# Hunting near a road



## Thanatos (Jul 31, 2008)

So is the law that you cant hunt with a rifle 50 yds from a road or hunt at all 50 yds from a road?


----------



## j_seph (Jul 31, 2008)

we have a guy in olur club who has 2 stands on a powerline both are 10yds at most from a county dirt road game warden has checked his liscence and never had a problem.


----------



## Rebel 3 (Aug 1, 2008)

You can not discharge a firearm within 50 yards of a public road "Title 16".  You can not discharge a firearm from or across a public while hunting "Title 27"


----------



## Thanatos (Aug 1, 2008)

Rebel 3 said:


> You can not discharge a firearm within 50 yards of a public road "Title 16".  You can not discharge a firearm from or across a public while hunting "Title 27"



Thanks dude!


----------



## redkelly (Aug 1, 2008)

keep in mid that having a loaded rifle on  or within 50 yds of a road while walking to your stand is considered hunting from a road.......same thing if you walk past a feeder....


----------



## Twenty five ought six (Aug 3, 2008)

What's sort of ironic about the law is that you can be "hunting" 51 yards from a public road, and kill a deer that is one yard from a public road, as long as you don't shoot across the public road.


----------



## Rebel 3 (Aug 5, 2008)

redkelly said:


> keep in mid that having a loaded rifle on  or within 50 yds of a road while walking to your stand is considered hunting from a road.......same thing if you walk past a feeder....



You are not hunting from the road unless you are on the road or possibly its right of way.  You can actually hunt less than 50 yards from the road.  There is a law in title 16 that states you can not discharge a firearm within 50 yards of road.  The law in title 27 "I think it is 27-3-10" only states you can not hunt from the road or shoot from or across the road while hunting.  It is legal to shoot a bow while hunting closer than 50 yards from a road if you take title 16 and 27 both into account.  It is also legal to hunt with a gun less than 50 yards from the road until you discharge it within 50 yards of the road.  If you are simply walking through the woods, lets say 30 yards from the road while hunting, your are not breaking the law unless you don't have license, permission, ex.  Hope this clarifies things.


----------



## devil-dog (Aug 5, 2008)

Thanatos said:


> So is the law that you cant hunt with a rifle 50 yds from a road or hunt at all 50 yds from a road?



Nice avatar man...


----------



## whitworth (Aug 6, 2008)

*Some fellas just think*

there are no snakes fifty feet from a highway or road.


----------



## j_seph (Aug 6, 2008)

Rebel 3 said:


> You are not hunting from the road unless you are on the road or possibly its right of way.

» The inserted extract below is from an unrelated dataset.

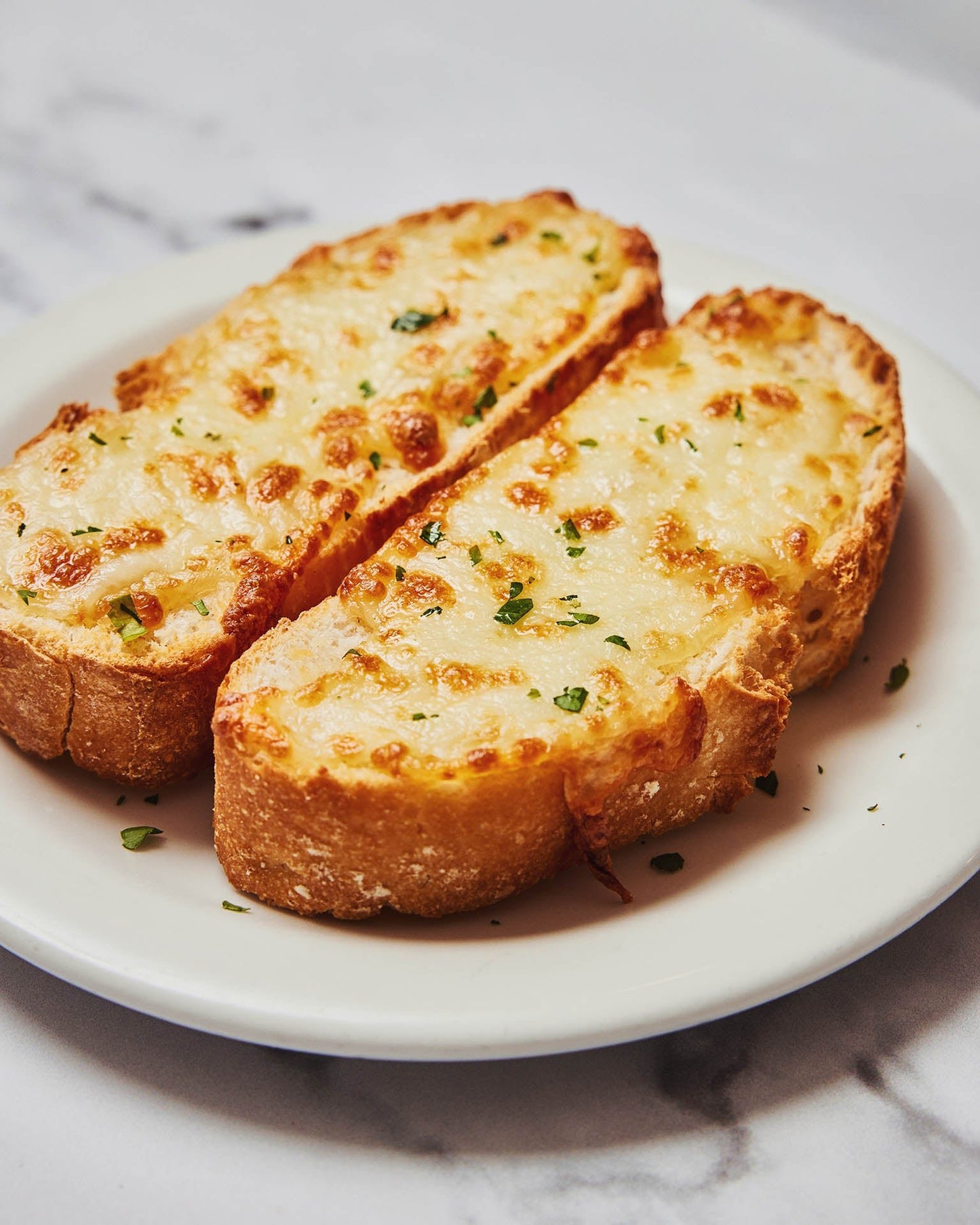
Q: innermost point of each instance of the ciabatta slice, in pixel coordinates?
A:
(589, 638)
(260, 457)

You can actually hunt less than 50 yards from the road. There is a law in title 16 that states you can not discharge a firearm within 50 yards of road. The law in title 27 "I think it is 27-3-10" only states you can not hunt from the road or shoot from or across the road while hunting. It is legal to shoot a bow while hunting closer than 50 yards from a road if you take title 16 and 27 both into account. It is also legal to hunt with a gun less than 50 yards from the road until you discharge it within 50 yards of the road. If you are simply walking through the woods, lets say 30 yards from the road while hunting, your are not breaking the law unless you don't have license, permission, ex. Hope this clarifies things.


Rebel, you just getting too smart LOL


----------